26: Putus dan pupus

8 0 0
                                    

Tuhan itu jahat atau baik sih? Ia tak pernah mengerti. Rasanya ingin hidup jauh lebih lama dari yang ia pikirkan. Namun ia mengerti hembusan nafasnya selalu menjadi beban untuk orang lain.

...

Sekelebat bayangan hitam hadir dalam pengelihatannya. Bukan ininyang mau ia lihat. Ia mau melihat sesuatu yang lebih nyata. Wujud manusia misalnya.

Karena itu ia membuka matanya walau terasa sulit. Ia mengerjapkan matanya berusaha terbiasa dengan cahaya yang terang.

Bau ini, bau rumah sakit yang sudah sering ia cium. Ia memperhatikan sekitarnya dan menemukan berbagai alat di sampingnya. Lagi dan lagi, ia selamat dari maut.

Tuhan itu jahat atau baik sih? Ia tak pernah mengerti. Rasanya ingin hidup jauh lebih lama dari yang ia pikirkan. Namun ia mengerti hembusan nafasnya selalu menjadi beban untuk orang lain.

"Kakak!"

Ditandai dengan pekikan itu, seorang bocah perempuan memeluknya erat dan menangis di bahunya. Tangannya bergerak pelan ingin membalasnya, namun sadar tak mampu ia hanya mengeus rambut perempuan itu.

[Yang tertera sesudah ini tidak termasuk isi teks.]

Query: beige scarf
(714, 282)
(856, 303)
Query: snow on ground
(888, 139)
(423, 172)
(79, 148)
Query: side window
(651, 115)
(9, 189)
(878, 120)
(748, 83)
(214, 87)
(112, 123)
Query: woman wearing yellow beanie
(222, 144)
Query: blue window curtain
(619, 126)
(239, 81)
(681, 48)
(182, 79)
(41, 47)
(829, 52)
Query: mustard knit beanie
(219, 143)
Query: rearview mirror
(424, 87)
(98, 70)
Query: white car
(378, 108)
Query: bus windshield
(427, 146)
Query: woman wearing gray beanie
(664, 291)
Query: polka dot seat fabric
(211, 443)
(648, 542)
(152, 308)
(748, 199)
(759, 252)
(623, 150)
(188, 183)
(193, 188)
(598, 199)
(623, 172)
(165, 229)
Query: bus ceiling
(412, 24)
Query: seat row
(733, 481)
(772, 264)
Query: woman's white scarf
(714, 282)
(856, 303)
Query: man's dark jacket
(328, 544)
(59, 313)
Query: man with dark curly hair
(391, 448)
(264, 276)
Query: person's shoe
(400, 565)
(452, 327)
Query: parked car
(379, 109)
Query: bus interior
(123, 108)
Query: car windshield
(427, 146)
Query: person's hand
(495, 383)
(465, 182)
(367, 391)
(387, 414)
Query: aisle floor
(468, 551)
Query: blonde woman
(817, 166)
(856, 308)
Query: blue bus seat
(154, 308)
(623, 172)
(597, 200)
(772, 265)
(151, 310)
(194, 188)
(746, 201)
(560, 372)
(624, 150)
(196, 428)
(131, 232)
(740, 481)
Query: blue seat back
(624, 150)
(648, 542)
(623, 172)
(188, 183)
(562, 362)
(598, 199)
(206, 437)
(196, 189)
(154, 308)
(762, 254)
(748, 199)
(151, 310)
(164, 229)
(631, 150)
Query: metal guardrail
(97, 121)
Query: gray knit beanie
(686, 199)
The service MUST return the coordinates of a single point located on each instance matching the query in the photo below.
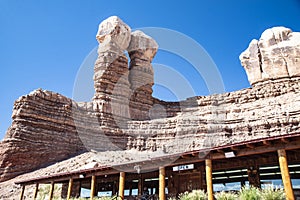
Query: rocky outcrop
(48, 127)
(275, 55)
(142, 50)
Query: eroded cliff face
(48, 127)
(275, 55)
(42, 132)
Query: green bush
(272, 194)
(194, 195)
(226, 196)
(251, 193)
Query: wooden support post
(22, 192)
(122, 185)
(51, 191)
(162, 183)
(93, 185)
(70, 188)
(36, 190)
(208, 170)
(285, 174)
(140, 185)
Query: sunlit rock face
(274, 56)
(48, 127)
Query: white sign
(183, 167)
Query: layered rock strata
(142, 50)
(48, 127)
(275, 55)
(42, 132)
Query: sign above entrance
(183, 167)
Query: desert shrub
(272, 194)
(194, 195)
(251, 193)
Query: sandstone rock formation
(42, 132)
(48, 127)
(275, 55)
(142, 49)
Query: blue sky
(43, 43)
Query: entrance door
(188, 182)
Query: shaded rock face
(275, 55)
(48, 127)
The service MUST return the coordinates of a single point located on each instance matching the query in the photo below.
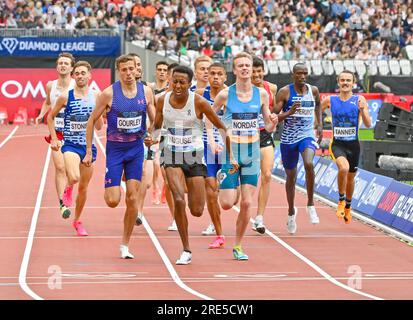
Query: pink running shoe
(68, 196)
(217, 243)
(79, 229)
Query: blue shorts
(291, 152)
(79, 149)
(123, 157)
(248, 157)
(213, 161)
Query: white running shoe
(173, 226)
(185, 258)
(313, 215)
(209, 231)
(291, 224)
(124, 252)
(258, 224)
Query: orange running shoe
(347, 215)
(340, 209)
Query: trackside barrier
(377, 197)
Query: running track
(43, 259)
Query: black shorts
(266, 139)
(347, 149)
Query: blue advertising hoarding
(78, 46)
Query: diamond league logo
(10, 44)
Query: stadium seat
(349, 65)
(409, 51)
(283, 66)
(372, 67)
(338, 66)
(317, 67)
(272, 66)
(394, 67)
(406, 67)
(383, 66)
(360, 68)
(327, 67)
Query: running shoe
(124, 252)
(209, 231)
(185, 258)
(68, 196)
(347, 215)
(64, 211)
(258, 224)
(313, 215)
(139, 219)
(239, 254)
(217, 243)
(291, 223)
(340, 209)
(79, 229)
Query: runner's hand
(55, 145)
(87, 160)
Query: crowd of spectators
(284, 29)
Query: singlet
(127, 116)
(77, 113)
(261, 122)
(217, 135)
(55, 92)
(300, 125)
(242, 117)
(345, 117)
(182, 126)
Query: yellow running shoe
(340, 209)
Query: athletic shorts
(213, 161)
(59, 136)
(191, 163)
(123, 157)
(291, 152)
(248, 158)
(80, 150)
(347, 149)
(266, 139)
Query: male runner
(79, 104)
(55, 88)
(181, 113)
(300, 103)
(266, 144)
(242, 104)
(127, 104)
(347, 110)
(217, 77)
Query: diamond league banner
(78, 46)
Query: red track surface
(90, 267)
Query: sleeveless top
(55, 92)
(183, 129)
(345, 117)
(301, 124)
(127, 116)
(77, 113)
(242, 117)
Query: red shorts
(59, 136)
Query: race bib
(345, 132)
(180, 140)
(244, 124)
(78, 123)
(129, 122)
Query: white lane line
(9, 136)
(30, 238)
(159, 248)
(313, 265)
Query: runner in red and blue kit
(127, 104)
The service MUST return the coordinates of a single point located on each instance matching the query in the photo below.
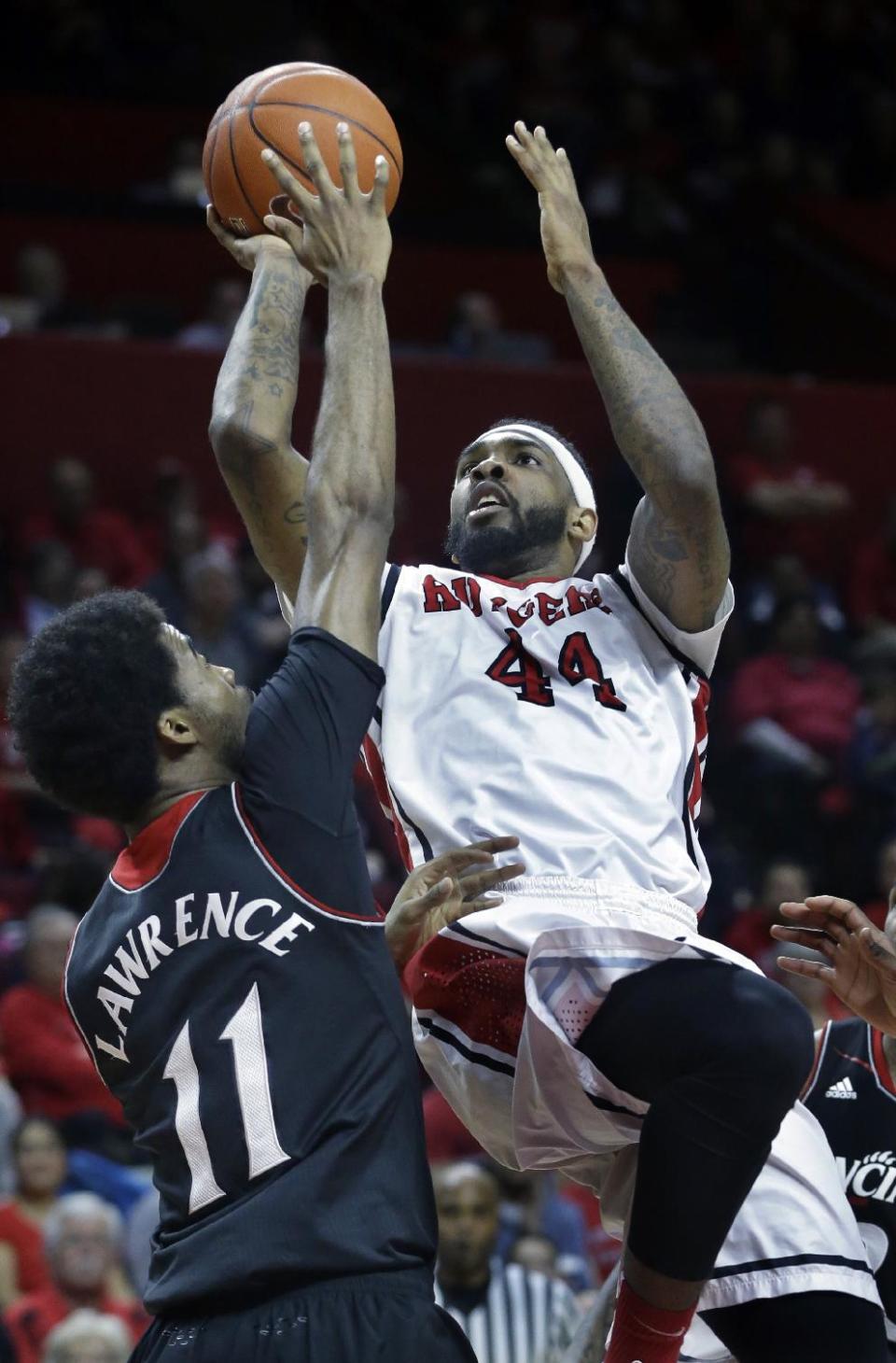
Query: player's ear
(175, 726)
(583, 524)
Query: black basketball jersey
(853, 1095)
(233, 986)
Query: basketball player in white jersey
(587, 1016)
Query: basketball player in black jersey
(231, 981)
(853, 1085)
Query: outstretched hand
(248, 251)
(564, 225)
(342, 233)
(444, 891)
(860, 960)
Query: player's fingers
(315, 163)
(475, 882)
(822, 909)
(284, 207)
(836, 908)
(287, 231)
(457, 862)
(465, 906)
(810, 969)
(525, 162)
(347, 163)
(542, 141)
(380, 184)
(432, 898)
(297, 192)
(567, 166)
(523, 135)
(877, 948)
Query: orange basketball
(264, 110)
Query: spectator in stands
(45, 1057)
(41, 284)
(792, 713)
(877, 906)
(872, 758)
(873, 587)
(447, 1137)
(41, 1163)
(82, 1239)
(782, 580)
(49, 583)
(95, 537)
(496, 1304)
(214, 329)
(89, 1337)
(785, 500)
(785, 880)
(534, 1252)
(478, 332)
(184, 535)
(214, 618)
(530, 1203)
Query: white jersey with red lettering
(571, 713)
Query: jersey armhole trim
(279, 874)
(388, 589)
(878, 1057)
(681, 658)
(184, 808)
(71, 1012)
(816, 1069)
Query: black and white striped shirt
(521, 1317)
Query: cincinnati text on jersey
(145, 948)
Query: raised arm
(252, 412)
(350, 488)
(679, 547)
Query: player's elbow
(334, 510)
(234, 441)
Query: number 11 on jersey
(245, 1034)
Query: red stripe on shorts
(480, 991)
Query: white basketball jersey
(571, 713)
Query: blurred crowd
(801, 799)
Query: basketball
(264, 110)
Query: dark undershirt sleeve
(305, 732)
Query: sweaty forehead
(503, 442)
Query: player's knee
(777, 1036)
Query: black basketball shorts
(364, 1320)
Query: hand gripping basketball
(860, 960)
(564, 225)
(343, 234)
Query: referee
(508, 1313)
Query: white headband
(581, 489)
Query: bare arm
(350, 488)
(679, 547)
(782, 500)
(252, 409)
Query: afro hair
(85, 699)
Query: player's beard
(507, 550)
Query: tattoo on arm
(679, 544)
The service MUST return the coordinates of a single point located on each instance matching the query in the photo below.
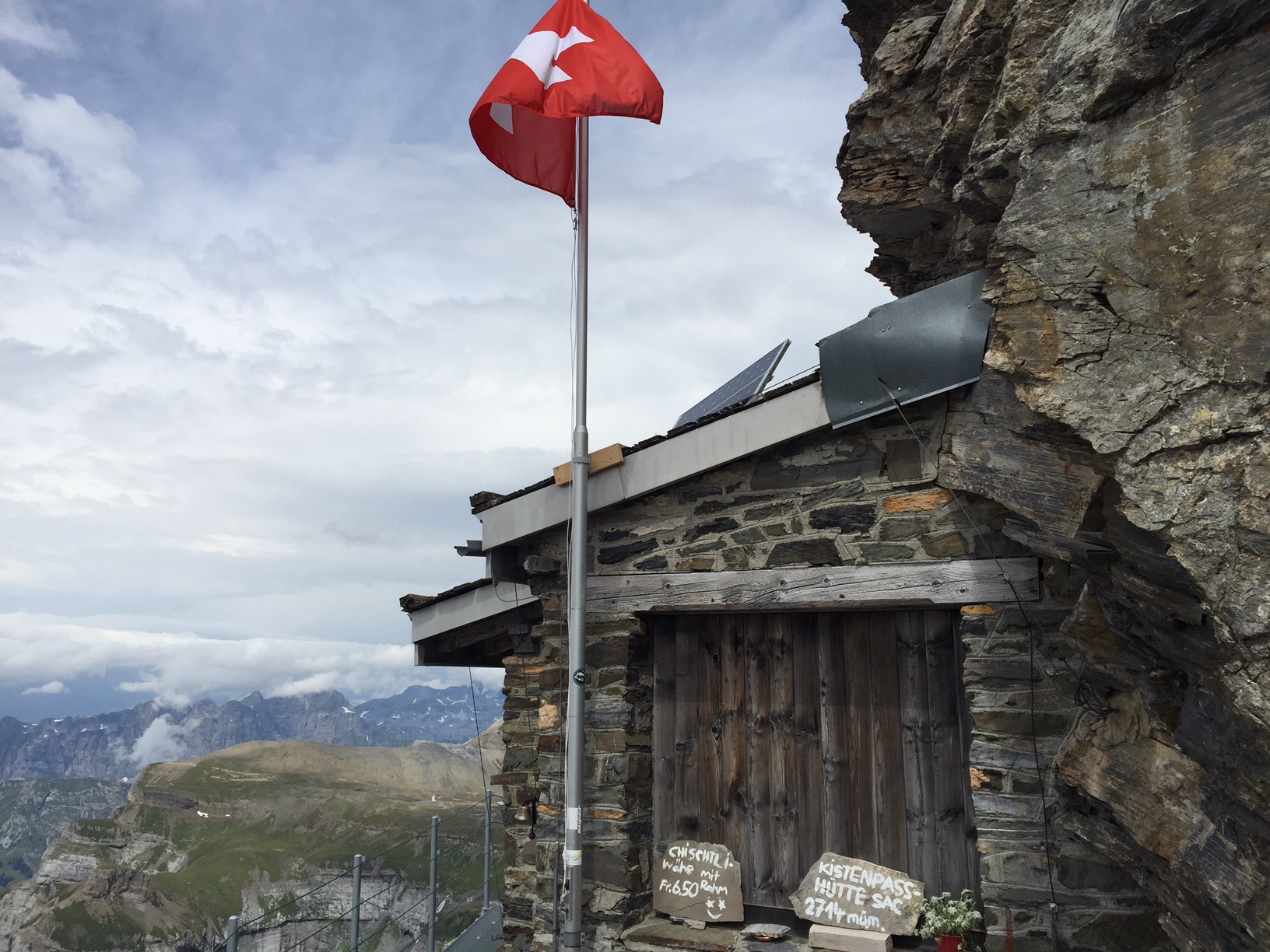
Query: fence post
(355, 917)
(432, 890)
(489, 843)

"Mika ga sekolah?" Tanya Gery dengan nada yang pelan dan sangat lemas. Ia melihat disitu ada mamanya sedang menangis terpukul namun tersenyum melihat Gery siuman.

"Mika ga mau sekolah. Kakak kemarin ga ada di rumah. Mika takut, jadinya Mika pengen disini aja sama kakak." Ucap Mika masih memeluk erat tubuh Gery.

Gery jadi terbayang ini pernah terjadi padanya dulu sekali. Ayahnya pernah dalam posisi hidup tak hidup seperti dirinya. Dan Gery yang masih kecil menangisinya.

Namun ayahnya bisa bertaham hingga umur berkepala empat. Dan ia yang masih muda harus mengakhiri hidupnya secepat ini?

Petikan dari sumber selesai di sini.